22/08/2024
Europe can defeat mpox, must support Africa in getting vaccines: WHO
By UN
Briefing journalists in Geneva, Dr. Hans Kluge, WHO Regional Director for Europe, insisted that the risk from mpox to the general population was “low”
He rejected comparisons between the fast-spreading viral disease which the agency declared an international public health emergency last week, and the COVID-19 pandemic, “regardless of whether it’s mpox clade 1, behind the ongoing outbreak in east-central Africa, or mpox clade 2, behind the 2022 outbreak that initially impacted Europe and has continued to circulate in Europe since”.

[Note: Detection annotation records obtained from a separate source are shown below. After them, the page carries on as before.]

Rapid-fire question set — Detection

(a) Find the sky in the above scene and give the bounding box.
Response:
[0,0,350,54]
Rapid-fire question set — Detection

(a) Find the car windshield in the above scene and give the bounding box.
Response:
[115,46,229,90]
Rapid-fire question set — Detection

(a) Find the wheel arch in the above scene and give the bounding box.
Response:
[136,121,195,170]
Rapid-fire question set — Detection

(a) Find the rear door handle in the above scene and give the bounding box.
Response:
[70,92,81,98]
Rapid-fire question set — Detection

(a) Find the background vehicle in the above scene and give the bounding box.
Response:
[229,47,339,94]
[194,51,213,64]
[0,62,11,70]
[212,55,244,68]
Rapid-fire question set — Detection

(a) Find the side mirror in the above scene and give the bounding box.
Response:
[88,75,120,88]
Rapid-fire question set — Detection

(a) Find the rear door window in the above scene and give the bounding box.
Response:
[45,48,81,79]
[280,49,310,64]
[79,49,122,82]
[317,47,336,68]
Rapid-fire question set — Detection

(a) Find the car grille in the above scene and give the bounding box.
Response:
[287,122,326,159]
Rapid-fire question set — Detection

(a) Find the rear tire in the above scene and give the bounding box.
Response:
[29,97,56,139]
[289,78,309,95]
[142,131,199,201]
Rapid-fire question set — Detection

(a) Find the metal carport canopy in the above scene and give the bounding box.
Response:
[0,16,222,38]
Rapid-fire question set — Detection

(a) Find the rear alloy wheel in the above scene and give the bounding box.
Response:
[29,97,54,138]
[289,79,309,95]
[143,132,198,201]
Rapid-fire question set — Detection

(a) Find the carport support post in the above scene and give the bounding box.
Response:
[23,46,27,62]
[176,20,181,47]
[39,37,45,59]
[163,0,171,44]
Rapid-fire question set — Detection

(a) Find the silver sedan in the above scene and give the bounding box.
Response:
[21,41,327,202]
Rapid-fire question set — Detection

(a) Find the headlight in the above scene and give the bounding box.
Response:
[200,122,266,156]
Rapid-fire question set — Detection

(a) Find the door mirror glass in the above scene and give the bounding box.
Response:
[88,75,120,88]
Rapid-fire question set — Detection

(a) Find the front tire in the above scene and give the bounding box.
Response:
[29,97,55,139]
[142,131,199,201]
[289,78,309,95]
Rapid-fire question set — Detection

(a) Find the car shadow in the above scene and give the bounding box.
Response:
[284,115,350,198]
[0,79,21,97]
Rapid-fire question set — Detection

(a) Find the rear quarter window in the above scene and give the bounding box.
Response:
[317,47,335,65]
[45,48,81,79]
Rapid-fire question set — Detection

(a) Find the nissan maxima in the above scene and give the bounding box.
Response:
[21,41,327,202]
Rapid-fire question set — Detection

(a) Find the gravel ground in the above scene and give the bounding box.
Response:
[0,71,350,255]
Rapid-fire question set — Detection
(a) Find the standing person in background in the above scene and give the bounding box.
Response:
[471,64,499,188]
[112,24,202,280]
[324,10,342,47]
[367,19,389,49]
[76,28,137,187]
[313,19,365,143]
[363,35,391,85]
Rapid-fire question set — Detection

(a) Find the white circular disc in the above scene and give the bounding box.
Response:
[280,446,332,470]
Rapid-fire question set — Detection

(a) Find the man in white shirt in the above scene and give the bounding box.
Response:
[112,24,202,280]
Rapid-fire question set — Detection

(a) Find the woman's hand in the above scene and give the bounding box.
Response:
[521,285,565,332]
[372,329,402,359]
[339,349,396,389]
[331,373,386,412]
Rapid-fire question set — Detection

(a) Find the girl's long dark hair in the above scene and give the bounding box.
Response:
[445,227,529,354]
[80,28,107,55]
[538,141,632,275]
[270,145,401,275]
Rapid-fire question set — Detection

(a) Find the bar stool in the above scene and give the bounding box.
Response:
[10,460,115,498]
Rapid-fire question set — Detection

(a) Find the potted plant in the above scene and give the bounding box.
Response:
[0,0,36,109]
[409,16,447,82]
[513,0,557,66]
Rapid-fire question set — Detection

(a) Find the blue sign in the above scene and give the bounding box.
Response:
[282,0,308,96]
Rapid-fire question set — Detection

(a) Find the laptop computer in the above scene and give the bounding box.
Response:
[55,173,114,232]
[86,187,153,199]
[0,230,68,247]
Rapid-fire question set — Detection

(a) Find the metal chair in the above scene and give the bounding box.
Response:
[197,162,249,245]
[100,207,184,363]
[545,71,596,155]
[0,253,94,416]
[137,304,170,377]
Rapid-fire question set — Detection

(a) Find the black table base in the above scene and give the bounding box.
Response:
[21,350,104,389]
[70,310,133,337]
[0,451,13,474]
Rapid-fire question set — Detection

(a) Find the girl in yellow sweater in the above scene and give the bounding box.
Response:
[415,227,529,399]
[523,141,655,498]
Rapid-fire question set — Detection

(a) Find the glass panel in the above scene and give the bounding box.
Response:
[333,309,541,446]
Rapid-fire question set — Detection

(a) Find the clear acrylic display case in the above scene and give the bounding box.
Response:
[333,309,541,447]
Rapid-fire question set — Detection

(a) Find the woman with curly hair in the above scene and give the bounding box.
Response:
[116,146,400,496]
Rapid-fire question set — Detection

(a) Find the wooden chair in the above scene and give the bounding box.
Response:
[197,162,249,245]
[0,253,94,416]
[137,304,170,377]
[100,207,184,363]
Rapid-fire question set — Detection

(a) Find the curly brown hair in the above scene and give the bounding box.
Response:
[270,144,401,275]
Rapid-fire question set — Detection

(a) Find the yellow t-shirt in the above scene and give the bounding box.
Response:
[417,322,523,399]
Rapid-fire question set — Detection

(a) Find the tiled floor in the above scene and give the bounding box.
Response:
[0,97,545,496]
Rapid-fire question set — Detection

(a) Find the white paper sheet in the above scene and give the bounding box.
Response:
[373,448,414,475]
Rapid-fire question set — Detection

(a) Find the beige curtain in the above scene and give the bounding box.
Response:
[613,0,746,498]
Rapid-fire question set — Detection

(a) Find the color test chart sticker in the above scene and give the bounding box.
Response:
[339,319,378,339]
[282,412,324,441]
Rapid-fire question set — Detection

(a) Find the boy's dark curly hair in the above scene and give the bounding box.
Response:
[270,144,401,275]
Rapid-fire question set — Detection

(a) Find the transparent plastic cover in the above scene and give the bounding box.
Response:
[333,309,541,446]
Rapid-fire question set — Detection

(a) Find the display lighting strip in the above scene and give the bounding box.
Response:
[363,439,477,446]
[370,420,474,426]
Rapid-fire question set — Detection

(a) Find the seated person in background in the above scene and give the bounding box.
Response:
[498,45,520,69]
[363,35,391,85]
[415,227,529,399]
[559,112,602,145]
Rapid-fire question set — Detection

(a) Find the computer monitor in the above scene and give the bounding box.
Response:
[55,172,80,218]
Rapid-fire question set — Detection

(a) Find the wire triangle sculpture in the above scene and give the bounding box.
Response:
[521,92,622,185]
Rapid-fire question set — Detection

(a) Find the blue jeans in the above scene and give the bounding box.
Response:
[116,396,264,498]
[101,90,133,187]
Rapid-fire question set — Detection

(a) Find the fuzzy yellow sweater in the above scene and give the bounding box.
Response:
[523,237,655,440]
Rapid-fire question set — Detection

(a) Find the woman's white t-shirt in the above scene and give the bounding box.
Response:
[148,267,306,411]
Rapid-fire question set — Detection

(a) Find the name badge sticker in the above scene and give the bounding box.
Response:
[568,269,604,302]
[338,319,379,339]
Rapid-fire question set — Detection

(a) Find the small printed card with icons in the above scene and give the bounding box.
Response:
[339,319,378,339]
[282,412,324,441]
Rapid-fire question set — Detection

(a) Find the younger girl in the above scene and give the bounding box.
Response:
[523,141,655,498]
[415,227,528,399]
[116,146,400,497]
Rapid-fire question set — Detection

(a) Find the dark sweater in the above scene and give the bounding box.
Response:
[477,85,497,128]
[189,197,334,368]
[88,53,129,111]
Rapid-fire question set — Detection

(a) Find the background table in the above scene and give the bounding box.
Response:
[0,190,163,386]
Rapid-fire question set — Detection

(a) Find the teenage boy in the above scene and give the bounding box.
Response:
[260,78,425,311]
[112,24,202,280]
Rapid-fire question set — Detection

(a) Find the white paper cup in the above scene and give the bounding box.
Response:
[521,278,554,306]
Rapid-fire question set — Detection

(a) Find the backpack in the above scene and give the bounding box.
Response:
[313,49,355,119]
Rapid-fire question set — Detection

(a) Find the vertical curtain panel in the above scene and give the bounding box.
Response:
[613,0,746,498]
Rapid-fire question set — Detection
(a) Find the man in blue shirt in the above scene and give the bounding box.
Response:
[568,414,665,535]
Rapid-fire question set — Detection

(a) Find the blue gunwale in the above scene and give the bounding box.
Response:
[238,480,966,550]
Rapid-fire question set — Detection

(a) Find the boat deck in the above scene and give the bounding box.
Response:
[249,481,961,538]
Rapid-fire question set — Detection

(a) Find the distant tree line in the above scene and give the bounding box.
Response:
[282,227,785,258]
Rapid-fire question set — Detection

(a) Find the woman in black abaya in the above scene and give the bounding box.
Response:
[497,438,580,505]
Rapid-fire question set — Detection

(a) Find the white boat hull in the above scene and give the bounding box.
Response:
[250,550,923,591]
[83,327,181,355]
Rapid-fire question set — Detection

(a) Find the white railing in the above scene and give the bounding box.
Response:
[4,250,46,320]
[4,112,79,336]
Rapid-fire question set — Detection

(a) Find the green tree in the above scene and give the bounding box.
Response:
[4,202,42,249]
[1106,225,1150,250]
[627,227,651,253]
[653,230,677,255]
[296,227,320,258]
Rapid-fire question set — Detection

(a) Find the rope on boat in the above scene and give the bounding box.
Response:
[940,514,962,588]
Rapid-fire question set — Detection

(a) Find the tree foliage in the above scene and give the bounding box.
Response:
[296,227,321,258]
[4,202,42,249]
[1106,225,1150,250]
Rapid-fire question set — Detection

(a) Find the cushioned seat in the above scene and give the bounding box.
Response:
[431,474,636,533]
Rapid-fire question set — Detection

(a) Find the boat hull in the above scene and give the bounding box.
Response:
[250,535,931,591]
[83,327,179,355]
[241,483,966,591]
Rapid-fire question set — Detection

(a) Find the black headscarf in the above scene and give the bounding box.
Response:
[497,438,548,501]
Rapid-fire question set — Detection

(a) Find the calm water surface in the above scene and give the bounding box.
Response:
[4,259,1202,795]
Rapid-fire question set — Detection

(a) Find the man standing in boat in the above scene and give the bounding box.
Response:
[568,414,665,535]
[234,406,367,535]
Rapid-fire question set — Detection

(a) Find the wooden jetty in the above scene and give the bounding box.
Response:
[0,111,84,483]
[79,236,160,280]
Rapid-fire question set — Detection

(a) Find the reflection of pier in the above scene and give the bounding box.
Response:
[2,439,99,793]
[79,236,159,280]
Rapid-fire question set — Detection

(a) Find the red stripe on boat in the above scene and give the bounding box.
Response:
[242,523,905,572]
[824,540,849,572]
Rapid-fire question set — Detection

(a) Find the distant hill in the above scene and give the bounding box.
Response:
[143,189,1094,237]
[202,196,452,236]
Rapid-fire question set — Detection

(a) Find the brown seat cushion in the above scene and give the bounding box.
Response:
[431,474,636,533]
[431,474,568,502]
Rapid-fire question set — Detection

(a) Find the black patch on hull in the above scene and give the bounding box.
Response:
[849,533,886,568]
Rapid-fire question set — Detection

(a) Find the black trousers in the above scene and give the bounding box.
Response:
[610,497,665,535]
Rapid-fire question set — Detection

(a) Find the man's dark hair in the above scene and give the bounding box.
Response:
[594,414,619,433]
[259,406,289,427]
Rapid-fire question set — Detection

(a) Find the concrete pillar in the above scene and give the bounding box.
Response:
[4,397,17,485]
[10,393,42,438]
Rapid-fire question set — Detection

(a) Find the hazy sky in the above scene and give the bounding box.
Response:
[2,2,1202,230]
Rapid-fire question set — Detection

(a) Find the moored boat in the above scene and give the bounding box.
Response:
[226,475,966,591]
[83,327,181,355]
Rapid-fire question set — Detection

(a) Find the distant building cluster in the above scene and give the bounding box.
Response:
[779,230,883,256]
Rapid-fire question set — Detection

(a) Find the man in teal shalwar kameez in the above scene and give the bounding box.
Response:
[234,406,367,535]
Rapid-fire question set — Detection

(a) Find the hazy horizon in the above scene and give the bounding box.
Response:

“We know how to control mpox - and in the European region - the steps needed to eliminate its transmission altogether,” Dr. Kluge continued.
Transmission pattern
Current scientific knowledge about the virus indicates that it primarily transmits through skin-to-skin contact with mpox lesions, including during sex. The UN health agency official’s reply to questions about whether Europe would experience COVID-like lockdowns was an unequivocal “no”.
Speaking via video link from Copenhagen, Dr. Kluge recalled that the 2022 European mpox outbreak was brought under control “thanks to the direct engagement with the most affected communities of men who have sex with men”.
He cited “behaviour change, non-discriminatory public health action and mpox vaccination” as factors of success in Europe in 2022. However, the region “failed to go the last mile” to quash the disease and is currently seeing some 100 new mpox clade 2 cases every month, he said.
Mutation discovered
Last week, Sweden became the first country outside Africa to record a case of the mpox clade 1 variant at the centre of the latest outbreak, which has been spreading from the Democratic Republic of the Congo (DRC) to neighbouring countries. The Swedish case concerned a person who had travelled to an affected area of Africa.
The current state of alert due to clade 1, which is considered to be more severe, gives European health authorities the opportunity to also strengthen focus on clade 2 and eliminate it “once and for all,” Dr. Kluge urged.